# Tips on Owning Plants



## Tabby216 (Feb 20, 2013)

So I am thinking of having about two plants in my 5 gallon tank but I do not know anything about taking care of them. 

What type of plants are easy to take care of that only need low light I currently have a LED light. What types of food should I buy for it and how should I place it inside my tank?

Thanks!


----------



## Mashiro (Dec 2, 2012)

Here's a list of great articles, be sure to read them all!

http://www.plantedaquariumscentral.com/live_plant_Articles.html

That site is also one of the best places to order your live plants from.
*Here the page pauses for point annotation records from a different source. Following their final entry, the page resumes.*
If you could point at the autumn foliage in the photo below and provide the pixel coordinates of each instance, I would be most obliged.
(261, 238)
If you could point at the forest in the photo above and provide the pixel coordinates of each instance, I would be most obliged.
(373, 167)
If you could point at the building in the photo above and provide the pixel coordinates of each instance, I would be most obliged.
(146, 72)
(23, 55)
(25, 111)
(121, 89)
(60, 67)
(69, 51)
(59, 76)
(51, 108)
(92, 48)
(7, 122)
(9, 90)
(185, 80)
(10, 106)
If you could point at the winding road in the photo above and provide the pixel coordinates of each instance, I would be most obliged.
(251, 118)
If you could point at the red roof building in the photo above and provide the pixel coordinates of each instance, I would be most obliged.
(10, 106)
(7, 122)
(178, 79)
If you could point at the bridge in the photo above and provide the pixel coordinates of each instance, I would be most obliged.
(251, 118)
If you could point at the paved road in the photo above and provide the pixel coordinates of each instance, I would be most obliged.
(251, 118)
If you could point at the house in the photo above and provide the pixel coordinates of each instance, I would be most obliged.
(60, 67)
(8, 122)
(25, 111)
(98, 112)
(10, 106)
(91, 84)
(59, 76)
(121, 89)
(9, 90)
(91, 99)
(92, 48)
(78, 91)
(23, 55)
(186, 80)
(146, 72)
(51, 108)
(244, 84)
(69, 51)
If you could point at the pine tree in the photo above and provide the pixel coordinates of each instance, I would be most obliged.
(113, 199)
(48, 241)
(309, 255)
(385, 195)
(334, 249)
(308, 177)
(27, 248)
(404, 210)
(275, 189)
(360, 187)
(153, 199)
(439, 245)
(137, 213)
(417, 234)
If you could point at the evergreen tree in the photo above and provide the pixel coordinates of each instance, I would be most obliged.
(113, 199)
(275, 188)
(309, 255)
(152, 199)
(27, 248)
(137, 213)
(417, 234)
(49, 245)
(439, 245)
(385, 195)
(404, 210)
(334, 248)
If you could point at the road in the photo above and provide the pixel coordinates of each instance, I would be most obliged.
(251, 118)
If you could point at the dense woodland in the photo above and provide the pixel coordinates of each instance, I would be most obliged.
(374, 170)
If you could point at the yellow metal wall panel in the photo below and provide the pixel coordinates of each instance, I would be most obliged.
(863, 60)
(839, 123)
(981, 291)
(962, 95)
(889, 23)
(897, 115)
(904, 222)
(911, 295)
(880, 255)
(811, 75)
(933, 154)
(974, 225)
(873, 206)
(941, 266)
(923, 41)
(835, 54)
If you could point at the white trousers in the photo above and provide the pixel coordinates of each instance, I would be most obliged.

The guy almost always throws in extras.


----------



## ao (Feb 29, 2012)

mostly for easy plants you just need a 6500k lighting....


----------



## Tabby216 (Feb 20, 2013)

aokashi said:


> mostly for easy plants you just need a 6500k lighting....


Dang the lighting is what I'm scared of because the fish tank came with the LED lights and it says on the box that its 1 watt...I guess owning plants is out of the picture :/


----------



## copperarabian (Apr 27, 2011)

just get low light plants 

anubias, crypts, java fern.


----------



## ao (Feb 29, 2012)

wattage is different from the kelvin rating (color temperature) of a light. That said, 1 w is pretty low. even for leds


----------



## Bettafish (Apr 20, 2009)

Whats a good all around fertilizer that will NOT melt my plants leaves?


----------



## ao (Feb 29, 2012)

most fertilizers such as seachem flourish (or flourish comprehensive) will not melt plants....
excel by seachem is a Co2 additive and *will* melt some plants....


----------



## Bettafish (Apr 20, 2009)

Which seachem do u recommend?


----------



## ao (Feb 29, 2012)

just seachem flourish is good for a normal planted system ^__^


----------



## RiceFish (Feb 9, 2013)

Three important things.
1. Lighting 
2. Substrate 
3. Fertlizer 

1. You want at least 6500k lighting for a 5 gallon tank. LED lighting will probably only support low light plants unless you want to upgrade lights.

2. You can buy substrate just for plants like eco-complete, flourite, aquasoil, floramax, etc. Or you can go with regular gravel/sand but you will most likely need to use root tabs if you are planting heavy root feeders. 

3. As others have mentioned I would go with seachem flourish comprehensive and if you're doing low light co2 is not really needed. If in the future you decide to do co2 you can get seachem excel, pressurized co2 system or DIY co2. 

Some good low light plants are java moss, java fern, marimo balls, and banana plant


----------